Suriname said that it is aiming to be the bread basket of the Caribbean. Guyana’s neighbor said that is has a five year plan that would see it feeding the region. Today, Permanent Secretary in the Ministry of Agriculture, Gerrit Breinburg said that the country is currently examining ways it can start the process of providing the region with more food. He explained that a series of processes needs to be tackled and these include finalising Sanitary and phyto-santitary standards and labs among others. He said the country is already “sharing a lot of what we grow with Guyana” adding that some of its food finds its way into that country.

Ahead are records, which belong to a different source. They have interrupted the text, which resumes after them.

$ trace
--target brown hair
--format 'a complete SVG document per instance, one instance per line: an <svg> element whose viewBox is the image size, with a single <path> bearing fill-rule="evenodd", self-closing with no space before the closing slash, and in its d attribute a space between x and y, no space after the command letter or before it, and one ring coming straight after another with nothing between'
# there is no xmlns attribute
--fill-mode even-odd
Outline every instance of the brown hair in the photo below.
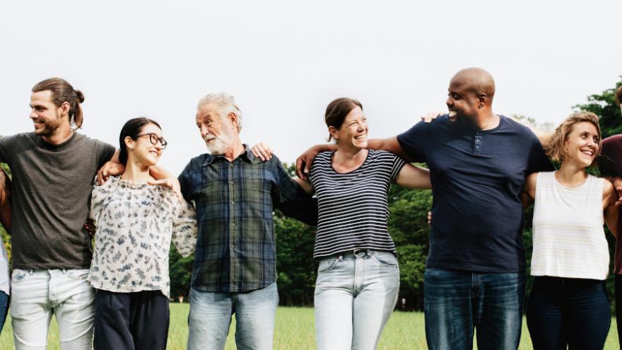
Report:
<svg viewBox="0 0 622 350"><path fill-rule="evenodd" d="M598 124L598 116L592 112L578 112L569 115L565 120L562 122L556 128L553 136L551 137L551 140L548 141L548 144L544 148L546 156L548 156L556 162L563 163L568 155L568 150L564 146L566 139L568 139L568 135L573 131L573 126L582 122L592 123L596 127L596 131L598 134L598 152L599 153L602 148L602 140L601 139L600 126ZM597 158L594 158L594 163ZM594 163L592 163L592 165L594 165Z"/></svg>
<svg viewBox="0 0 622 350"><path fill-rule="evenodd" d="M326 126L339 129L344 124L346 116L356 106L363 110L363 105L353 98L339 98L333 100L326 107L326 114L324 115ZM329 134L328 141L331 141L331 139L332 139L332 136Z"/></svg>
<svg viewBox="0 0 622 350"><path fill-rule="evenodd" d="M63 103L69 104L69 123L74 129L82 127L82 109L80 104L84 102L84 94L79 90L74 90L69 83L60 78L50 78L37 83L33 87L33 92L52 91L52 102L60 107Z"/></svg>
<svg viewBox="0 0 622 350"><path fill-rule="evenodd" d="M620 103L622 103L622 85L616 90L616 104L619 105Z"/></svg>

He later said that imported potatoes and onions are finding their way across the border into Guyana.
Guyana is known across the region for growing, rearing and exporting its own agriculture and livestock earning it the title “Bread Basket of the Region”
When asked to clarify the statement, Minister of Agriculture Soeresh Algoe said that the two countries share that title, “because Guyana alone cannot, Suriname alone cannot be the bread basket of the region. The idea is that together we can be the bread basket.”
The Minister said that two years ago the representatives of the two countries meet to discuss how they can assist each other with agriculture, rearing cattle and fisheries.
Minister Algoe said his country has been able to produce some of the most important foods it consumes including rice, cassava and vegetables. He explained that the importation of lettuce and sweet pepper have reduced significantly over the years.
This may be one of the reasons a small delegation from the Pacific may be looking to the Caribbean for ideas to reduce their food import bill. Minister of Agriculture, Livestock, Forestry, Fisheries and Biodivesity of the Republic of Vanuatu, David Tosil Butulso met with Minister Algoe today. Minister Butulson said he is here to see how the two countries can strengthen their friendship and learn from each other.
“We are interested in partnership, 260,000 people, we have a very small population, 80 islands but most of our food are imported from other big countries.” The Minister said
This partnership between the Pacific and the Caribbean has been facilitated by the Centre for Technical and Rural Agriculture Cooperation, CTA. CTA Director Dr Michael Hailu feels that the two countries can learn from each other. CTA has been sponsoring CWA since 2009 and Minister Butulso’s visit could see the Pacific holding its week of agriculture next year.